5) 非経口投与後の薬物吸収



薬物は非経口でも吸収させる事ができます。

代表的な経路は
皮内、皮下、筋肉内、静脈内
口腔粘膜、直腸、皮膚、肺粘膜などです。


皮内、皮下、筋肉内、静脈内は
注射投与により吸収させます。

吸収が速やかであるのが特徴です。


口腔粘膜からの吸収には
舌下錠などが用いられます。

吸収が速やかな上
肝初回通過効果を避ける事ができるという
特徴があります。
吸収は一般に受動拡散によります。

ニトログリセリンや硝酸イソソルビドといった
狭心症薬が代表的な薬です。


直腸からの吸収には
坐剤が用いられます。

直腸下部(おしりに近い方)からの吸収において
肝初回通過効果を避ける事ができます。
(直腸上部からの吸収は、肝初回通過効果を受けます。
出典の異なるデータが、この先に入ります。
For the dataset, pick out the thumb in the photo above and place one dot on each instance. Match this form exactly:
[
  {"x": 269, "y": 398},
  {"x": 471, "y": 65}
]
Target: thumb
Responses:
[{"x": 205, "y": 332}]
)

吐き気止めであるナウゼリン坐剤や
解熱薬であるジアゼパム坐剤などが代表的な薬です。


皮膚からの吸収には
貼付剤が用いられます。

肝初回通過効果を避ける事ができ
長時間の薬効が期待できる点が特徴です。

経皮吸収型製剤(TTS:Transdermal Therapeutic System)として
狭心症発作予防薬として用いられる
ニトログリセリンの貼付剤や
硝酸イソソルビドの貼付剤などが代表的な薬です。


肺からの吸収には
吸入剤が用いられます。

肺から吸収される薬物は
粒子径により肺のどこまで到達するかが異なり
それにより吸収動態が異なります。

肺胞まで到達させる場合
0.5~1μmが望ましいとされています。

肝初回通過効果を避ける事ができます。

抗ぜん息薬である
シムビコートタービュヘイラーなどが代表的な薬です。